British Army officer (1781–1845)

Major-General Clement Delves Hill (6 December 1781 – 20 January 1845) was a British Army officer who fought at the Battle of Waterloo in 1815 and later saw service in India.

==Career==
The sixth son of Sir John Hill, 3rd Baronet, and Mary, co-heir and daughter of John Chambré of Petton, Shropshire, he was born on 6 December 1781 at Hawkstone Hall near Prees, Shropshire.

He joined the Royal Horse Guards (Blues) as a cornet on 22 August 1805 and was promoted to lieutenant on 6 March 1806. Promotion to captain followed on 4 April 1811, to major on 19 December 1811, to lieutenant-colonel on 30 December 1813, to colonel on 21 June 1827, and to major-general on 10 January 1837.

After arriving in Portugal he served throughout the Peninsular War as aide-de-camp to his elder brother Lord Hill and was slightly wounded during the campaign.

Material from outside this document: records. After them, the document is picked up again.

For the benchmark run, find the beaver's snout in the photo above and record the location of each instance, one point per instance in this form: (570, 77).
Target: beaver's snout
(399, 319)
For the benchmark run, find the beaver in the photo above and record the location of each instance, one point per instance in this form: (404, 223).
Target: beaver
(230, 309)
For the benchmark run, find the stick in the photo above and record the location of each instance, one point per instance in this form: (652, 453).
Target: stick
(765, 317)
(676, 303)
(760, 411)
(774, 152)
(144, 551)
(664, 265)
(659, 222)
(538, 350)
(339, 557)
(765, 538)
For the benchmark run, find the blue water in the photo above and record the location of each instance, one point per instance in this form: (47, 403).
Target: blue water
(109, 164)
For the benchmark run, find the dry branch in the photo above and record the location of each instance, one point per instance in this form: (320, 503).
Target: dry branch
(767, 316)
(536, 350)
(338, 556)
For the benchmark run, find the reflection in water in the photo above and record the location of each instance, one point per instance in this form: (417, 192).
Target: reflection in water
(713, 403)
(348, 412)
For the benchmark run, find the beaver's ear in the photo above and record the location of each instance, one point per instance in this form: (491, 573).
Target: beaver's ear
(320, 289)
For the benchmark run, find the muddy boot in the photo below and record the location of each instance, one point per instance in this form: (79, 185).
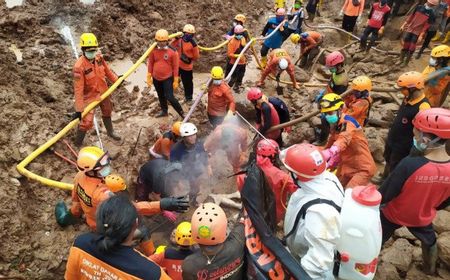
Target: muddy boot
(429, 256)
(78, 141)
(109, 129)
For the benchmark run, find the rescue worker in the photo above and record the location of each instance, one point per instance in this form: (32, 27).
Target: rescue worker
(437, 89)
(90, 189)
(239, 19)
(220, 99)
(230, 138)
(440, 16)
(266, 115)
(235, 47)
(415, 26)
(351, 12)
(279, 61)
(276, 40)
(188, 52)
(90, 76)
(421, 182)
(220, 256)
(347, 147)
(161, 149)
(279, 181)
(400, 136)
(357, 105)
(171, 259)
(163, 71)
(193, 158)
(109, 253)
(378, 16)
(314, 237)
(310, 42)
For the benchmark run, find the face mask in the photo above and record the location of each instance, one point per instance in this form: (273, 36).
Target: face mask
(432, 62)
(90, 54)
(105, 171)
(331, 119)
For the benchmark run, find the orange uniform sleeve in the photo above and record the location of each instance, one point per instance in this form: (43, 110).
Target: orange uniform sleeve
(147, 208)
(78, 88)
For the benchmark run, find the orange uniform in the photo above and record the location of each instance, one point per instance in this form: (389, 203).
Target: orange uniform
(89, 83)
(272, 64)
(235, 146)
(356, 166)
(87, 262)
(186, 50)
(89, 192)
(235, 47)
(163, 64)
(358, 108)
(219, 99)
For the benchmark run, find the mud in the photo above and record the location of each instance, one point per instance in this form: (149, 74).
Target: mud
(36, 96)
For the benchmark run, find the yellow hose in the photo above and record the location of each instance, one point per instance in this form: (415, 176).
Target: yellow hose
(21, 167)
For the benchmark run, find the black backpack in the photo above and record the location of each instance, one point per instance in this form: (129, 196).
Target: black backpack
(282, 109)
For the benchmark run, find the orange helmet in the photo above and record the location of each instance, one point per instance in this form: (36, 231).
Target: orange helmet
(412, 79)
(162, 35)
(209, 224)
(115, 183)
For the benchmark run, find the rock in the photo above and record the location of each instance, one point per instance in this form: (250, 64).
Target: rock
(442, 221)
(444, 247)
(386, 271)
(403, 232)
(399, 254)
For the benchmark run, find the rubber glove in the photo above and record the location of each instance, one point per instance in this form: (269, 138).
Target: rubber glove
(176, 82)
(149, 80)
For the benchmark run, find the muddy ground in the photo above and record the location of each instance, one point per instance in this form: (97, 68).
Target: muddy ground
(36, 96)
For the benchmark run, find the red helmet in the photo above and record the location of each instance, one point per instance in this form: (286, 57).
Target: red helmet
(435, 121)
(334, 58)
(305, 160)
(254, 94)
(267, 148)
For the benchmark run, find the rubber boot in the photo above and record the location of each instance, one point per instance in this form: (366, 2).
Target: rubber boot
(447, 38)
(109, 129)
(429, 256)
(79, 137)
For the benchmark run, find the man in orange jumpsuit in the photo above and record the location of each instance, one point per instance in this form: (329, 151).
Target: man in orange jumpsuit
(309, 46)
(220, 98)
(188, 52)
(358, 104)
(163, 67)
(89, 83)
(235, 46)
(347, 147)
(230, 138)
(90, 188)
(278, 61)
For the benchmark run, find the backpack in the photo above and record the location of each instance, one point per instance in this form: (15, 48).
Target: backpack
(281, 107)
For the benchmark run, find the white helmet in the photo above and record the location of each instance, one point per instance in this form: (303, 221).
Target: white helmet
(188, 129)
(283, 64)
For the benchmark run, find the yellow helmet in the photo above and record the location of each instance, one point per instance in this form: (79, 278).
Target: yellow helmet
(330, 102)
(183, 234)
(115, 183)
(217, 73)
(90, 158)
(176, 128)
(441, 51)
(361, 83)
(162, 35)
(240, 17)
(88, 40)
(189, 28)
(295, 38)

He was present at the Battle of Waterloo where he was wounded when a sword was thrust through his thigh, pinioning him to the ground.

In India, he commanded the Mysore Division of the Madras Army under the Marquess of Tweeddale from 24 November 1841.

==Death==
Hill died at the falls of Guersoppa in the Indian state of Karnataka on 20 January 1845 aged 63 and was buried at Honavar on the 22 January.

There is a colossal monument erected in honour of Colonel Hill in Honavar. The monument is a 30 m tall column popularly known as Colonel Hill Pillar. Locals are trying hard to preserve the column and grave.

A commemorative tablet dedicated to Hill was placed in St Chad's Church, Prees.

==Family==
His brothers Rowland, Robert and Thomas all followed military careers and were present at the Battle of Waterloo.

He is not the same Clement Delves Hill who on 26 June 1841 Hill married Harriet Emma Charlotte, only daughter of sportsman and eccentric John Mytton (1796–1834). This man was actually his nephew, the youngest son of his eldest brother John Hill and Elizabeth Cornish Rhodes.